Kernekoncepter
The proposed SIDM framework leverages structural information principles to achieve hierarchical state and action abstraction, enabling efficient decision-making in complex environments through skill-based learning and role-based collaboration.
Resumé
The paper presents a novel decision-making framework called SIDM that is grounded in structural information principles. The key highlights are:
-
Graph Construction:
- Constructs homogeneous, weighted, undirected graphs for states and actions by measuring feature similarities.
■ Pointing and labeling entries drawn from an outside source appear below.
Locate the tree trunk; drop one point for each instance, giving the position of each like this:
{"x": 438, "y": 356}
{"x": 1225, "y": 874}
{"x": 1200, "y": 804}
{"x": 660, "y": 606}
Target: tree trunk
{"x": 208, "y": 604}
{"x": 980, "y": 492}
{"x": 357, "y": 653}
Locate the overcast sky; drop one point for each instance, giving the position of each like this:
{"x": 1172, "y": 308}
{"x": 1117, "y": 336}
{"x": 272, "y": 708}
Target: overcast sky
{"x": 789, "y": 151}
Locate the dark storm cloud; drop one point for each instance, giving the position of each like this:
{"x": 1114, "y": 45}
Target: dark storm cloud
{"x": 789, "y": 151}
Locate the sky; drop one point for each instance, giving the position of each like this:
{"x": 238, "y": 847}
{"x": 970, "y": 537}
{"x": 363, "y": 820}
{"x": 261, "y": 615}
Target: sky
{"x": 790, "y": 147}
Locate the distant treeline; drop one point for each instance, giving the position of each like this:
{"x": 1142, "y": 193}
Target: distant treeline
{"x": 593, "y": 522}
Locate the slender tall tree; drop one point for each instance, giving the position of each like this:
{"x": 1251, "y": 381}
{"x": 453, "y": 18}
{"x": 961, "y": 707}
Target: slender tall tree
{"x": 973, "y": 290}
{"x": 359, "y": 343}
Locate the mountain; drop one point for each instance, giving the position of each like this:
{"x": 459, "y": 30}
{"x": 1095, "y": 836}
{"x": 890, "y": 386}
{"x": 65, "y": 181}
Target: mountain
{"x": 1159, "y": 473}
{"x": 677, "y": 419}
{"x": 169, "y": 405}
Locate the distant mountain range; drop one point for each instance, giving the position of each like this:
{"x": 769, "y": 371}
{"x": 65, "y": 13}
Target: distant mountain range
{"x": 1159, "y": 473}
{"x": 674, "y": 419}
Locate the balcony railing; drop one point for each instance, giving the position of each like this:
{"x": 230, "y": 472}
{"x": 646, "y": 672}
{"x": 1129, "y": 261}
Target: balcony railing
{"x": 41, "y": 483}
- Applies edge filtration to eliminate trivial weights and simplify the graphs.
-
Hierarchical Abstraction:
- Initializes an encoding tree for each graph and minimizes its structural entropy to obtain community partitioning.
- Designs an aggregation function using assigned entropy as vertex weights to achieve hierarchical abstractions of states and actions.
-
Skill Identification:
- Extracts abstract elements from historical trajectories to construct a directed, weighted, homogeneous transition graph.
- Defines and optimizes high-dimensional structural entropy for the directed graph to generate an optimal encoding tree.
- Calculates the common path entropy to quantify the occurrence probability of each abstract transition, enabling an adaptive skill-based learning mechanism.
-
Abstract MDP and Learning:
- Formulates an abstract MDP by mapping original states to abstract states using the hierarchical abstraction.
- Introduces a two-layer skill-based learning mechanism that operates independently of expert knowledge.
- Extends the framework to multi-agent scenarios, utilizing the hierarchical action abstraction to enable automatic role-based learning.
The proposed SIDM framework is evaluated on a wide range of benchmarks, including visual gridworld navigation, continuous control tasks, robotic control, and StarCraft II micromanagement. The results demonstrate that SIDM significantly improves the quality, stability, and sample efficiency of policies compared to state-of-the-art RL algorithms.